# Offshore Kazakhstan



## gdynia

Already 30 bn USD pumped into this present project to build offshore Islands to continue Drilling for oil and gas on a year round basis. Present seasonal conditions - sea freezes over 5 months of the year means oil companies loosing revenue as Rigs,vessels etc being winter stored. All indications show that once first oil is achieved Kazakhstan will rank with the likes of Saudi or be even bigger for production. Each island constructed in 5 metres of water or less is buillt on bedrock from quarries upto 100 mile inland then road transported to quays for offshore loading. Typical island can take upto 2 million ton of stone. Present islands have been in the construction phase since 2001 and should be producing by 2010. Islands are being designed to have 36 wells where drilling units are skidded over to drill each independant well. Special Purpose Icebreakers with operational draughts of 3 metres have been built to keep the supply routes open during the winter.


----------



## billyboy

*Oil*



gdynia said:


> Already 30 bn USD pumped into this present project to build offshore Islands to continue Drilling for oil and gas on a year round basis. Present seasonal conditions - sea freezes over 5 months of the year means oil companies loosing revenue as Rigs,vessels etc being winter stored. All indications show that once first oil is achieved Kazakhstan will rank with the likes of Saudi or be even bigger for production. Each island constructed in 5 metres of water or less is buillt on bedrock from quarries upto 100 mile inland then road transported to quays for offshore loading. Typical island can take upto 2 million ton of stone. Present islands have been in the construction phase since 2001 and should be producing by 2010. Islands are being designed to have 36 wells where drilling units are skidded over to drill each independant well. Special Purpose Icebreakers with operational draughts of 3 metres have been built to keep the supply routes open during the winter.

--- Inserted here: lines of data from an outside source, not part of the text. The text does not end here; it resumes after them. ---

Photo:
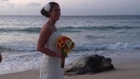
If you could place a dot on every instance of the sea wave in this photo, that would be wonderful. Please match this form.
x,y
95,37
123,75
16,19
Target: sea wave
x,y
27,47
68,29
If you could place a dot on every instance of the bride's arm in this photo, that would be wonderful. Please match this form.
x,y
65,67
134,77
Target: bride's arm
x,y
43,38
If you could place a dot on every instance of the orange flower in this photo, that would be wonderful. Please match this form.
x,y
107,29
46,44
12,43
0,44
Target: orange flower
x,y
64,44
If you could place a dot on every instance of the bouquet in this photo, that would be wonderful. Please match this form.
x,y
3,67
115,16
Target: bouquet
x,y
64,45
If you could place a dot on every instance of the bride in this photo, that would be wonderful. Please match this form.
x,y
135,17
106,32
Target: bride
x,y
51,61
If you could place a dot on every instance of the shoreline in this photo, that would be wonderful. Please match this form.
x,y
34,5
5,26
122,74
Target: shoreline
x,y
127,70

Plenty of oil floating about round this neck of the woods Nev. ruining the beaches corals and rich fishing grounds. just bring a bucket mate...LOL (Thumb)


----------



## gdynia

Billy
I thought I would end up in your patch as weve a contract going on over there but got this project instead-never know things change by the day here. Will be in Singapore in October for a week.


----------



## Ian

gdynia said:


> Billy
> I thought I would end up in your patch as weve a contract going on over there but got this project instead-never know things change by the day here. Will be in Singapore in October for a week.


HHey gdynia.
Wish you would stop postin these threads your making all us house bound seamen envious and depressed LOL but then your workin and were not, keeo it up mate. Bobby(Glasgow)


----------



## gdynia

Bobby
If you saw some of these places you would be glad your not at sea.


----------



## gdynia

*Crawler Crane*

Further edition to Project to speed things up. Loading a 800 ton lifting capacity crawler crane onto barge to be shipped offshore


----------



## Ian

*unbelievable*



gdynia said:


> Further edition to Project to speed things up. Loading a 800 ton lifting capacity crawler crane onto barge to be shipped offshore


Hi Gdynia can that crane realy lift 800tons how thick are the cables mate i assume its hydraulic?would you have better pic of it thats unbelieveble i didnt think you could lift anything as heavy as that.how long does it take to assemble?i wouldnt like to be standin to near that when its lifting. thats awsome or have i read the thread wrong mate? even the ones i built with my meccano set wouldnt lift that.Regards Bobby.


----------



## gdynia

Bobby
Its already rigged when it propels it self onto the barge. Present jib is near 100 metres in length, it is kept up for stability and balance, then once onboard lowered to its stowage position before seafastening. Its basically a mobile land crane on tracks.Its Safe Working load is 800 tons with present rig and cables are 76mm diameter.


----------



## Ian

Thanks Gdynia for the info(ill away and work out what 76mm is in inches)
Regards Bobby.


----------



## DELBOYEAST

Bobby, Tis 3" M8, The Safe Working On Standard Wire Of That Dia Is 74 Ton So Depends On The Number Of Parts Of Line The Block Has. Also It Will More Than Likely Be A Higher Tensile Strength Than The Figure I Quoted, The Figure Is For 1770 N/mm2 So For Higher Strength It Will Give It Higher Swl
We Normally Use 1960n/mm2 Wire When We Manufacture Slings Up To 3" Dia
All Swl Is Using A Safety Factor Of 5:1


----------